I had an op this year in summer, the lady on the helpline was brilliant thank God I was very nervous to have surgery I just felt I hadn't been given enough information by the consultant/ surgeon. The helpline lady suggested I request the surgeon called me, I had already requested and not heard back from her so my anxiety was sky high, I was thinking to cancel my long awaited 4th surgery. But the day before she rang me asked me to come in and see her, it was a relief which I thank God for, we walked though the surgery and our chat lasted about 1 hour, I appreciated her offering me some comfort and she regained my confidence in her.
So I went to surgery, and it was a little longer than expected by the surgeon as usually nothing is ever straightforward with me and surgery, it lasted about 5 hours not too bad.
The surgeon did a brilliant job at squeezing the air out of me after surgery which was good as this is most painful to me?
When she came to me she told she removed a tiny bit of endo, and that was all was there, most of the surgery was spent cutting away my abdominal wall from my bowel which was hour glassed in a few places which explained the crazy constipation and tummy /bowel ache I had since last surgery (which was a failure, turned from lap to open) .

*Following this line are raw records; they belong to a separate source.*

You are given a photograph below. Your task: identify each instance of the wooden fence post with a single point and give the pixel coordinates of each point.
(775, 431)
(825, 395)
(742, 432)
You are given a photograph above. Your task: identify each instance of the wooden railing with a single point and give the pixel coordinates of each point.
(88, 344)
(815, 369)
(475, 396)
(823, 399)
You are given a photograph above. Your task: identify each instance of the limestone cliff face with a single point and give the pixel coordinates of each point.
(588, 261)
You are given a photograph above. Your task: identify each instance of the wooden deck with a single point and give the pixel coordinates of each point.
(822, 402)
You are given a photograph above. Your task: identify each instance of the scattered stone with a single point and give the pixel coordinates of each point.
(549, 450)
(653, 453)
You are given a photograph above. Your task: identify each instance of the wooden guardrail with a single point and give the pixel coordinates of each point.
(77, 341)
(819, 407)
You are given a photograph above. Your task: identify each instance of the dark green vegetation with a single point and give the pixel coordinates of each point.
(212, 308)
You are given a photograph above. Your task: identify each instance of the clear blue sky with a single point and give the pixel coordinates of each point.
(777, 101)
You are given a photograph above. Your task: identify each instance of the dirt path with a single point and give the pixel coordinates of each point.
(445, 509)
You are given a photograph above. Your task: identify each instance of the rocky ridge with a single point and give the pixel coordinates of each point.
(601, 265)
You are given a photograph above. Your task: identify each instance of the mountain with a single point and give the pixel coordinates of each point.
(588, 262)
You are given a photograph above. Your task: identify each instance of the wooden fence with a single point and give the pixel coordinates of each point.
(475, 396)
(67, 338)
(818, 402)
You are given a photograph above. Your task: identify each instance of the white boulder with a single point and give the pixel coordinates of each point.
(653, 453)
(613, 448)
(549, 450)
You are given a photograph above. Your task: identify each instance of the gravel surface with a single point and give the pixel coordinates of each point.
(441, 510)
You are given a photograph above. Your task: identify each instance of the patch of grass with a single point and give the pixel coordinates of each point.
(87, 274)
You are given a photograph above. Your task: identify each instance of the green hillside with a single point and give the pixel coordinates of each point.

So where did all the endo go, "the body claimed it back", wow a miracle from God Almighty, but why still all the pain, I thought it would improve as months passed but it's been a good 4 months now, the other week I wanted to go to A&E thinking something was seriously wrong.
Very disappointed with the GP who seems to think these new characteristics of pain are my overactive thoughts and I need to speak to someone about it, despite them saying this for years but offering me no one to speak to.
I feel as though I'm back at square one and will be left with my imaginary pains in my head until I cannot walk again, then have to go through this long drawn out painful process again.
Just wanted to get that off my mind, thought I would share, hope I did not depress anyone, I'm sure someone else on here as been though the same thing.
May Almighty God give us the cure and make us all healthy and able, ameen.